9 responses to “She Says… Safe

  1. I feel the same way every time I watch Teen Mom.

  2. I am so sad to hear about this situation, but thankful that your friend’s daughter is safe and home. I read things all the time that make me wonder what life will be like for our children when they are teens… and how different that life will be from the ones that we lived 15 years ago. I worry about being able to relate what Eli is going through in high school and I worry about the things we won’t tell me. SO SCARY. It would certainly be easier if they stayed little forever, but the best we can do is to teach them right from wrong starting RIGHT NOW. Teach them to make good decisions and teach them that there are consequences to their actions. And then, we hope that they take those lessons with them every day and everywhere.

  3. I’m soooo glad to hear she is safe. Very very scary. If you want Owen to be delay “growing up” and “meeting evil”, just make sure he grows up to be a nerd. I was shocked to read you went on your first “date” and had your first “kiss” at 13. Me and my husband were both such social misfits we didn’t have a date or kiss until we were 19. 😉

    All kidding aside, it is a scary world and all you can do I suppose is model and teach. And possibly shelter your kids and brainwash them [it seems to be working for the Duggars]. And no cell phones and no internet until they are over 21.


  4. @christy, You’re right about the Duggars! Maybe they are onto something… 🙂

  5. So glad to hear that your friend’s daughter is safe now. A very scary world out there for sure! I worry about today’s world for my daughter as well. No matter how much we read up on things via the internet etc. there will always be things that our kids know better than us. You’re right Kate, wish I could keep my little one “little” for a longgg time. We can only hope and pray that our little ones will make good life decisions.

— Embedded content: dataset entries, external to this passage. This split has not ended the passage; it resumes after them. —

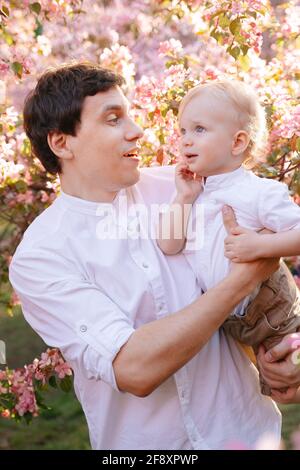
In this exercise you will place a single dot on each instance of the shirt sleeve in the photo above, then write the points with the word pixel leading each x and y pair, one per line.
pixel 276 210
pixel 70 313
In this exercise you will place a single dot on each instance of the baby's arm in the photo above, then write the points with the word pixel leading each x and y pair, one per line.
pixel 246 245
pixel 172 228
pixel 276 212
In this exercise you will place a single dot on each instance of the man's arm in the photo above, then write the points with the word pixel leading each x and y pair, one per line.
pixel 246 245
pixel 280 368
pixel 158 349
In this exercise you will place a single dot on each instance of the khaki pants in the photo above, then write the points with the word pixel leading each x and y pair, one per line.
pixel 272 314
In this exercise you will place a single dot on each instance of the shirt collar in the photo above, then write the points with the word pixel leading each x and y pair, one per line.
pixel 223 180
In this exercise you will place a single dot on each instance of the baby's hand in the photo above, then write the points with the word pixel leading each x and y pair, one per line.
pixel 188 184
pixel 242 245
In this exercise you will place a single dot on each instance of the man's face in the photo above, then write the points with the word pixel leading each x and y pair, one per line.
pixel 105 145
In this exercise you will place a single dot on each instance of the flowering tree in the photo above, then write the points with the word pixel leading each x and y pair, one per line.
pixel 162 48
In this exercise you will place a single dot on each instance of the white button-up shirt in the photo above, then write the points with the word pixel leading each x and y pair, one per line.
pixel 257 202
pixel 86 293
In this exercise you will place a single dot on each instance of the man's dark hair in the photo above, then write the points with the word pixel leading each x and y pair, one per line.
pixel 56 104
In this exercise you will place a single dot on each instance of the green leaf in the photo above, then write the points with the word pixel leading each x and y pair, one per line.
pixel 52 381
pixel 28 417
pixel 8 38
pixel 17 68
pixel 235 26
pixel 244 49
pixel 223 21
pixel 35 7
pixel 66 383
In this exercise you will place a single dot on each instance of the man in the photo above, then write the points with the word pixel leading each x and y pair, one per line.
pixel 151 368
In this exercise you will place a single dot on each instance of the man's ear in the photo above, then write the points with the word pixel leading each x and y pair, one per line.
pixel 58 143
pixel 240 142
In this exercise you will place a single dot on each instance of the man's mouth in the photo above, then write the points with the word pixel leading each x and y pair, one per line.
pixel 189 156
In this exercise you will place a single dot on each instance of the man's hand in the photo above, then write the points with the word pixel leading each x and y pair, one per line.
pixel 255 271
pixel 280 368
pixel 188 184
pixel 243 245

  6. Just finished reading the news article (I live in NJ). So glad your friend’s daughter was found. I have 2 boys (ages 3 and 6) and could not even IMAGINE if they were missing for an hour, let alone almost 2 weeks! Unfortunately we live in a different world than the one we grew up in. Scary stuff!

  7. It’s really tragic to hear of such news. In Malaysia, these incidents have become part of the daily news. We hear about babies being thrown away (this sickens me the most – here we are, trying, and there they are, throwing). Yes, I mean literally get thrown in dustbins! Girls go missing, thankfully some are found and the list goes on. It’s a scary world out there indeed!

  8. I don’t know………….it’s a natural instinct to want to wrap our kids in cotton wool and never let go but, remembering my youth, I would have HATED that. Yes,theworld is scary and dangerous but it is also magnificent and exciting and the only way we get to be fully alive is to get out there and experience it. I’m sure I did a lot of things that would have terrified my parents, had they known, but I wouldn’t undo any of it. I don’t want to look back at the end of my life and wish I had tried more things but was too afraid or coddled to do so. I think I raised my kids with the same philosophy. My youngest was especially a real daredevil and the result was a lot of broken bones and trips to the ER but now, as a young man, he has a lot of common sense but is not afraid of risk or challenge.

  9. So glad she’s safe. It makes me sick to my stomach too reading your post, just like I’ve been sick watching the news of the Penn State incidents. SICK. I want to keep my kids safe in the bubble of my protection for as long as possible but I know that is not forever. We just need to remember to teach them that bad things can happen and how to recognize it and get help. It’s our job as their parents.